Jacqualyn A. Fouse, PhD
The FDA has updated the label for pomalidomide (Pomalyst) plus low-dose dexamethasone to include data from the phase III MM-003 study, which detailed a significant prolongation in progression-free and overall survival for combination versus high-dose dexamethasone alone in patients with relapsed/refractory multiple myeloma.
In the study, patients had received prior treatment with at least two regimens, including lenalidomide and bortezomib. At the final analysis of the MM-003 study, the median progression-free survival (PFS) was 3.6 months with pomalidomide versus 1.8 months with high-dose dexamethasone (HR = 0.45; 95% CI, 0.35-0.59; P <.001). The median overall survival (OS) was 12.4 versus 8.0 months, with pomalidomide versus high-dose dexamethasone, respectively (HR = 0.70; 95% CI, 0.54-0.92; P = .009).
The FDA granted an accelerated approval to pomalidomide as a treatment for patients with multiple myeloma following 2 prior therapies, including lenalidomide and bortezomib, in February 2013. This initial approval was based on results from the open-label phase II MM-002 trial. In this analysis, the overall response rate (ORR) was 7.4% with pomalidomide alone and 29.2% in patients treated with pomalidomide plus low-dose dexamethasone.
"There remains a significant unmet need for relapsed/refractory multiple myeloma patients. Pomalyst has been able to help thousands of patients since its approval in 2013 and this data now confirms its survival benefits," Jacqualyn A. Fouse, PhD, president, Global Hematology and Oncology for Celgene, the company marketing the drug, said in a statement. "This label update provides important information about a key product in our industry-leading portfolio of therapies for patients with multiple myeloma."
In the phase III study, 455 patients with multiple myeloma were randomized to pomalidomide plus low-dose dexamethasone (n = 302) or high-dose dexamethasone alone (n = 153). Patients received pomalidomide at 4 mg daily for 3 weeks in a 28-day cycle. Dexamethasone was administered at 40 mg; in the high-dose arm this consisted of a daily dose on days 1 to 4, 9 to 12, and 17 to 20.
Overall, 95% of patients were refractory to lenalidomide and 79% were refractory to bortezomib, with 75% of patients refractory to both medications. Patients had received a median of 5 prior therapies.
An independent review adjudication committee completed the final analysis for PFS and OS following approximately 50% of events. The ORR at this analysis was 23.5% with pomalidomide versus 3.9% with high-dose dexamethasone. There was 1 complete response with pomalidomide (0.3%) and 8 very good partial responses (2.6%).

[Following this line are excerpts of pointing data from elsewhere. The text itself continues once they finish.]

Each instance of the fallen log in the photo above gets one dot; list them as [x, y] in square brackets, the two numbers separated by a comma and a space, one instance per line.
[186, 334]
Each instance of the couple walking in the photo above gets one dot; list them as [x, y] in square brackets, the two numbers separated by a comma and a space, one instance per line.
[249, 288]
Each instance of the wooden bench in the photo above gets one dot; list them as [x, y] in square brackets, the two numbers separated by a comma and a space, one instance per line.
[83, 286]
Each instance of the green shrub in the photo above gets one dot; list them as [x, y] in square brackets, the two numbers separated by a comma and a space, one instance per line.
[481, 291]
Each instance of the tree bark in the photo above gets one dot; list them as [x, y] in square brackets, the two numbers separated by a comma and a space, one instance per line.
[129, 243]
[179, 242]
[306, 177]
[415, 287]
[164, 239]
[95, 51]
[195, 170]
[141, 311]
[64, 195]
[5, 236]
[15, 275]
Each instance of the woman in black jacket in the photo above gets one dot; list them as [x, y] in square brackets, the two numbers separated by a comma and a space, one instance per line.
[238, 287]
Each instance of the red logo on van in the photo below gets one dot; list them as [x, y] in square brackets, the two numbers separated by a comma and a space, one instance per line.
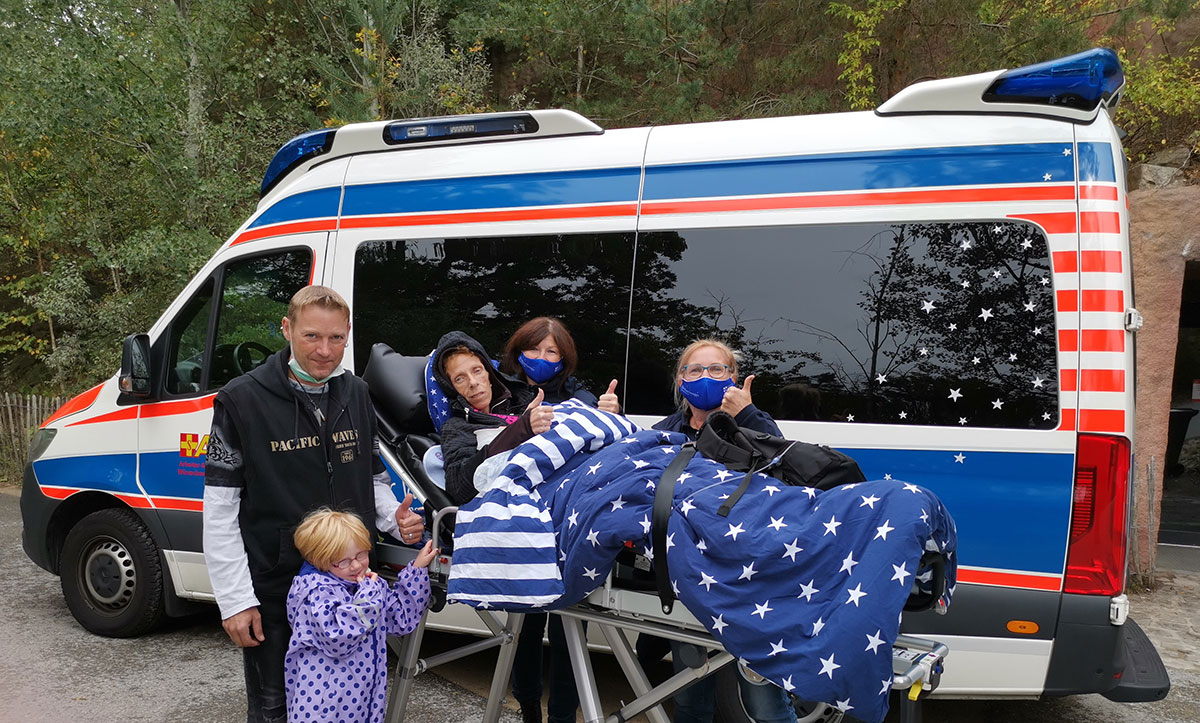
[192, 444]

The most common all-grade adverse reactions reported with pomalidomide (≥30%) included fatigue and asthenia, neutropenia, anemia, constipation, nausea, diarrhea, dyspnea, upper respiratory tract infections, back pain, and pyrexia. The most frequently reported grade 3/4 adverse event was neutropenia (46%). The rate of febrile neutropenia was 8%. Overall, 67% of patients had a dose interruption on pomalidomide and 27% required a dose reduction.

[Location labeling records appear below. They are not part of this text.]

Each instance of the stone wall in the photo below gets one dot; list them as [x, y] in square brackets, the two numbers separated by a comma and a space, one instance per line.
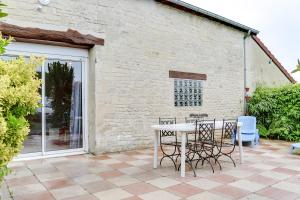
[129, 85]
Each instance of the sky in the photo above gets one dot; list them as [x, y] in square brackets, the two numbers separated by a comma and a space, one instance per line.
[277, 20]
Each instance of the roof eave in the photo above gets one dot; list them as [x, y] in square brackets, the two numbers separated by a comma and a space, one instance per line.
[199, 11]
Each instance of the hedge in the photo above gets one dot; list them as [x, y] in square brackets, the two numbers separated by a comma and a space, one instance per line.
[277, 111]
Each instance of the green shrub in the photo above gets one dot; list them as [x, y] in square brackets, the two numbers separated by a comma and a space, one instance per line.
[19, 97]
[277, 111]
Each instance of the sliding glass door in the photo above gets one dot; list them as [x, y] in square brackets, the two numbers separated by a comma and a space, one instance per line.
[58, 126]
[63, 104]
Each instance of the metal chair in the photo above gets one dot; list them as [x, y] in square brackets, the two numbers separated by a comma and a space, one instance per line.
[205, 143]
[227, 142]
[168, 139]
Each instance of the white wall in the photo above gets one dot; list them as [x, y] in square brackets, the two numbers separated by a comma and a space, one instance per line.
[129, 76]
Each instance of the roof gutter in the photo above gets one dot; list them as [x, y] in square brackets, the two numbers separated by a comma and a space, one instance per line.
[199, 11]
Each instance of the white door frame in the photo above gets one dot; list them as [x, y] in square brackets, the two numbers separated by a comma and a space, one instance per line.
[62, 53]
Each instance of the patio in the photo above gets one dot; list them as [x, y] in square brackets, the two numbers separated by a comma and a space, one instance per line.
[268, 172]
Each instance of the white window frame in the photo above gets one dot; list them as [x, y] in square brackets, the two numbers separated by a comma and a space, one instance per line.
[62, 53]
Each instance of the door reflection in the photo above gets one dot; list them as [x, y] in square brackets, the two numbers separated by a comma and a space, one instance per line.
[63, 105]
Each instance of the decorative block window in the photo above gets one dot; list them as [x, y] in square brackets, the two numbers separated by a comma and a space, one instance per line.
[187, 92]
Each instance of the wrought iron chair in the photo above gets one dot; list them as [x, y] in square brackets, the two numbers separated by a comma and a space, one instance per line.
[205, 142]
[168, 141]
[227, 142]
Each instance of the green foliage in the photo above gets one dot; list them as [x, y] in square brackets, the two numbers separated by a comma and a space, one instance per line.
[2, 14]
[297, 67]
[277, 111]
[19, 97]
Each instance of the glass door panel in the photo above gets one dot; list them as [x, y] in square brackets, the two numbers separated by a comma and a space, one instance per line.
[63, 105]
[33, 141]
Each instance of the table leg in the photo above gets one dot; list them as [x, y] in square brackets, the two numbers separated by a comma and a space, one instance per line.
[240, 144]
[156, 141]
[183, 141]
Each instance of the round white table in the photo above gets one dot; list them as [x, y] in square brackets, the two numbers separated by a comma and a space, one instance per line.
[181, 129]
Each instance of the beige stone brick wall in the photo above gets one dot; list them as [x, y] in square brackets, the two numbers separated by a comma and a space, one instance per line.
[261, 70]
[129, 83]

Pomalidomide, a second-generation immunomodulation agent derived from thalidomide, has a Boxed Warning regarding embryo-fetal toxicity and venous thromboembolism. Additionally, to address the embryo-fetal risk, pomalidomide can only be administered following certification in the Pomalyst Risk Evaluation and Mitigation Strategy (REMS) Program.
At the 2014 ASH Annual Meeting, phase IIIb findings from the single-arm MM-010 study demonstrated intriguing findings for pomalidomide plus low-dose dexamethasone in 599 patients with relapsed and refractory multiple myeloma. At a median follow-up of 6.8 months, the median PFS and OS were 4.2 months and 11.9 months, respectively. The ORR was 35%, with similar findings demonstrated in patients refractory to lenalidomide (n = 572; ORR = 34%) and lenalidomide and bortezomib (n = 473; ORR = 35%).
The drug continues to be explored in a number of clinical trials, including the randomized phase III MM-007 study, also known as OPTIMISMM. In this analysis, the combination of pomalidomide, bortezomib, and low-dose dexamethasone is being compared with bortezomib and low-dose dexamethasone in patients with relapsed/refractory multiple myeloma. The study plans to enroll 782 individuals (NCT01734928).